The session agreed to pool its knowledge by completing a grid of metadata standards being used/planning to be used by all projects.  

ACTIONS:

  1. Louise would take a first pass at a grid template and send this round for comment
  2. Projects working in similar domains to consult each other about the use of metadata, early on
  3. Simon to organise a Programme meeting to be held in early Spring 12 to discuss metadata further and gain some agreement.

 

Well, that really wasn't so painful!

EDIT: Regarding action point 1, there is now an open spreadsheet on JISC MRD project metadata usage

Research data managment benefits and metrics: MRD 2011-13 Programme Launch Meeting

Day 2 of the JISC MRD2 programme meeting, and discussions are focusing in on the benefits of research data management for researchers, support services and institutions, and metrics for measuring these. Team discussions have already yielded a 3 point benefit evidence gathering plan for RD@Essex:

1. Benefit for researchers and teams: increase DM skills and awareness of support services and tools. Metric: quantify increase in quality of data managment plans using a scoring methodology (previously developed at UK Data Archive).

2. Benefit for research suport services: better awareness of researchers DM and sharing needs and streamlined/updated advice and guidance on DM. Metric: researchers use of services and training provided.

3. Benefit for instutions and scholarly communication: visibility of research assets. Metric: number of datasets and data citations (the latter as a long term measure).

We also discussed benefits for early career researchers, which we think might be particularly significant.

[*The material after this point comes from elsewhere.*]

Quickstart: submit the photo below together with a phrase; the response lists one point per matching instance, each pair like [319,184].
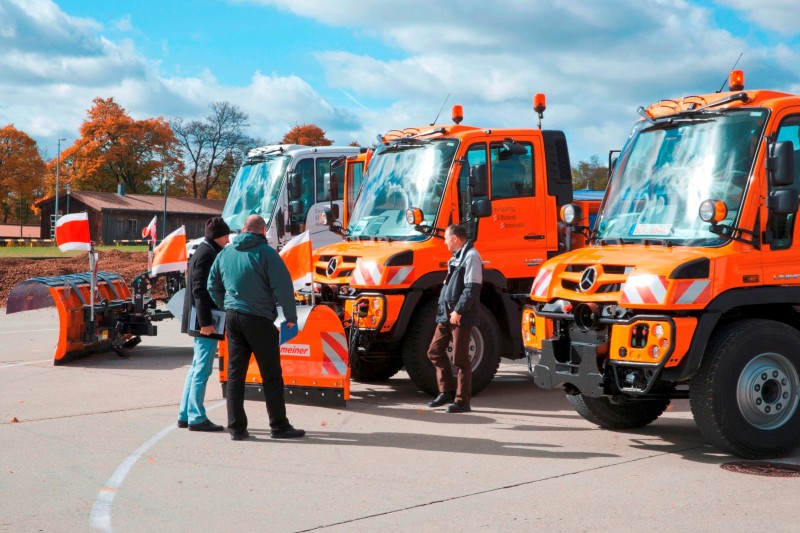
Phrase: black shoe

For example as an exposure to research methods and approaches.

Meeting the departments (and their data)

As our data seeking tendrils begin to move though the University, we have begun work on the data inventories that will form a foundation for a University of Essex data management strategy. Our happless victims eager volunteers have proven both willing and able, and we can already make a few initial observations. 

The Department of Language and Linguistics hold mainly qualitative data, and the video aspect of this will be an interesting challenge. Perhaps more significantly though will be the complex access issues surrounding potentially disclosive data - something we are very familiar with at the UK Data Archive with regards qualitative social science research. On the Biological Sciences side, it seems one of the most daunting collections will be the vast (a single experiment can generate many GB per day) mass of proteomics and transcriptomics data. Over the coming months we will be going into a lot more detail on all the issues mentioned above as we commence in-depth interviews with data holders within each department.

As an aside, I (Tom) have been at a JISC conference this week marking the end of a geospatial project I have been involved with (the UGeo project). Lots of people there actively involved in digital repository projects, which has got me thinking about how geospatial could add value to an outward facing IR. One possibility would be something like ShareGeo's bounding box search, which utilises the spatial extent of the data. 

Collabo_links-medium-950x475

Something I immediately envisage is the mapping of collaborators (see example in image above); a great way of demonstrating a University's active role in a global research community. Just ideas for now, but this is something I hope to return to at a later date.